The day after Mickelson and Harmon were seen working together on the range at the WGC-Accenture Match Play Championship, I found Tiger grinding away in the short-game area. He had heard about Phil and Butch and wanted to know more, his reaction being one of amusement more than anger. It was obvious Woods thought the new partnership was a bit strange, especially since their first meeting had been on a crowded range at 11 a.m., or that Mickelson seemed so puzzled by the ensuing fuss.

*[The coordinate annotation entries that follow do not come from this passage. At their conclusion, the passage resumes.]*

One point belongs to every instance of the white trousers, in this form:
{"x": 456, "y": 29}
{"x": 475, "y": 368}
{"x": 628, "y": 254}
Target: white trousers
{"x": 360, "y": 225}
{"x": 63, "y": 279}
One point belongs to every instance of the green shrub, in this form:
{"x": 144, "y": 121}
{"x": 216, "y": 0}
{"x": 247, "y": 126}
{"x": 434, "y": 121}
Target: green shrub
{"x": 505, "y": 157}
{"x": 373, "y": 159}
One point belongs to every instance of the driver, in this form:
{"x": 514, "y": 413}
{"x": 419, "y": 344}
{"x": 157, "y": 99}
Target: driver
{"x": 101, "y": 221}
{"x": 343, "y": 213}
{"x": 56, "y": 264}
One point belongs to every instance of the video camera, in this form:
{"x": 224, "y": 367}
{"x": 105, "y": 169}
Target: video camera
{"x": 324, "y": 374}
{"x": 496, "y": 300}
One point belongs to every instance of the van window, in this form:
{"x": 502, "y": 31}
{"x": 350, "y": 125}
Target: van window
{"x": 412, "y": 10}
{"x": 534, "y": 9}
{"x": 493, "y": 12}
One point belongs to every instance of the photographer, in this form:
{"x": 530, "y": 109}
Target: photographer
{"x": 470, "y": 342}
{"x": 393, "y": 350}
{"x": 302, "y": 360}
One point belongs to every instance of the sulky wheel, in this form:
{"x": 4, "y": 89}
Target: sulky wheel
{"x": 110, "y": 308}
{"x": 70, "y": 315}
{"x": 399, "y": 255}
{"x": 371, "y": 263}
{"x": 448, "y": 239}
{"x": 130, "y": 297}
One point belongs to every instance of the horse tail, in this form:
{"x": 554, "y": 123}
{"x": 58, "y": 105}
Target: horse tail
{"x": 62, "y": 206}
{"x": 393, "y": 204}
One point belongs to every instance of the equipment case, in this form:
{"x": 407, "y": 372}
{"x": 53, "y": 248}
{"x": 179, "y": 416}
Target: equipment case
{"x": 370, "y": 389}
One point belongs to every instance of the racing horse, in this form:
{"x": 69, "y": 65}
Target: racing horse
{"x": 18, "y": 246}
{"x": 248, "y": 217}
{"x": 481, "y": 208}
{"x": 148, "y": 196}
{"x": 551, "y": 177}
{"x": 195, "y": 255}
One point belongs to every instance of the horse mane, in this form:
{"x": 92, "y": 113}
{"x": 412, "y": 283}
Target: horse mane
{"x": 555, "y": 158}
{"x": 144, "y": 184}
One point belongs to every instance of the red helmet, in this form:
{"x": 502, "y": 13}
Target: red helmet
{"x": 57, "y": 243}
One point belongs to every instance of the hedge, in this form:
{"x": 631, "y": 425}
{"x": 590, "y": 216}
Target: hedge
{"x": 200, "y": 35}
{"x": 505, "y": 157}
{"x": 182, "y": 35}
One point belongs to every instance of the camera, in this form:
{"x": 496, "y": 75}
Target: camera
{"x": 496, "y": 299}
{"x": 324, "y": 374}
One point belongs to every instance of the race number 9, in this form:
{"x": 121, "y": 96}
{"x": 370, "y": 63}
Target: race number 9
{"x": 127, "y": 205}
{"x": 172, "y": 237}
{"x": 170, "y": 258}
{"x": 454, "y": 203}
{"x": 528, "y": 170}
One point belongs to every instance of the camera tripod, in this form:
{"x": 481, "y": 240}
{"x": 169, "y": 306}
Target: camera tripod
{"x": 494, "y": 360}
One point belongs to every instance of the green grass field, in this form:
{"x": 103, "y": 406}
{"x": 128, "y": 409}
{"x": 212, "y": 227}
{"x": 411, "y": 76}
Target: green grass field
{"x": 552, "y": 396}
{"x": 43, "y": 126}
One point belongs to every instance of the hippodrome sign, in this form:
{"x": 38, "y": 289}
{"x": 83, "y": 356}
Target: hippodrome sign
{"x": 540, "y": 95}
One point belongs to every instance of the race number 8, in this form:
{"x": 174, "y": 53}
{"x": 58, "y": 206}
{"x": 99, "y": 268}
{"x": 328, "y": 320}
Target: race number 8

Almost as conspicuous was how nicely Tiger and Phil coexisted at September's Presidents Cup. This was their team, and they responded not only by assuming leadership roles, but by making an overt attempt at something akin to a friendship. After the U.S. completed its thrashing of the Internationals, they even sat next to each other at the team press conference.

That doesn't make them pals, but when the session ended with a woman asking the two where they would be sending their charity money, Philly Mick grabbed the microphone and rattled off a flawless, 45-second synopsis of the Tiger Woods Foundation. Maybe you had to be there, but it was quite humorous. Again, nobody laughed harder than TW.

This was in stark contrast to a situation I experienced in 2002. I had arranged to meet with Woods while he ate lunch in the players lounge on Wednesday at Las Colinas, and we had just started the interview when Mickelson pulled up a chair and made himself comfortable. Tiger clearly wasn't however, and for the next 10 minutes, I watched golf's two biggest superstars socialize like a pair of rival high-school prom queens.

They made a bet on the upcoming NBA Finals. Woods took the Los Angeles Lakers after Mickelson, in what seemed like an attempt to buy Tiger's favor, initiated the wager by taking the New Jersey Nets. If there was anything else semi-interesting about their chat, you'd find it here, but it was plain to see these guys had everything, yet nothing, in common.

In a packed lounge where everyone seemed to be staring, I figured Sergio and Vijay would join us too. "That was weird," Woods sighed after Mickelson bid us farewell. Things have gotten better in the 5½ years since, but the two have such different personalities that it's difficult for me to envision them ever getting close.

Without question, three-plus years of marriage have changed Tiger more than the effects of fame and fortune. He could be pretty judgmental pre-Elin, and if reaching conclusions on the specifics of his wife's positive influence is pure guesswork, one senses the maturation process has led to a higher level of compassion toward his prime antagonists. Mickelson's foot-in-mouth tendencies, Garcia's untoward exuberance, Singh's surly demeanor -- things that might have bothered Woods in the past don't gnaw at him anymore.

Elin is said to have a healthy competitive spirit and a distinct preference for privacy, and as tour spouses go, she couldn't be more discreet or understated. Maybe Woods took the Ireland trip off his calendar in 2003 because it wasn't very exciting, or maybe his relationship with a Swedish nanny had progressed to the point where he didn't want to spend five days hanging out with the guys and casting for brown trout.

In July '02 my own journey to the Emerald Isle included a couple of days at the K Club, the posh resort at which Tiger, Mark O'Meara and the gang spent most of their time. I walked into the dining room for an early breakfast and found Woods sitting alone with what appeared to be a huge stack of media clips. Three poached eggs later, I approached his table to say hello.

He was friendly and funny, if not very forthright, so we kept it light. Just how Tiger likes it.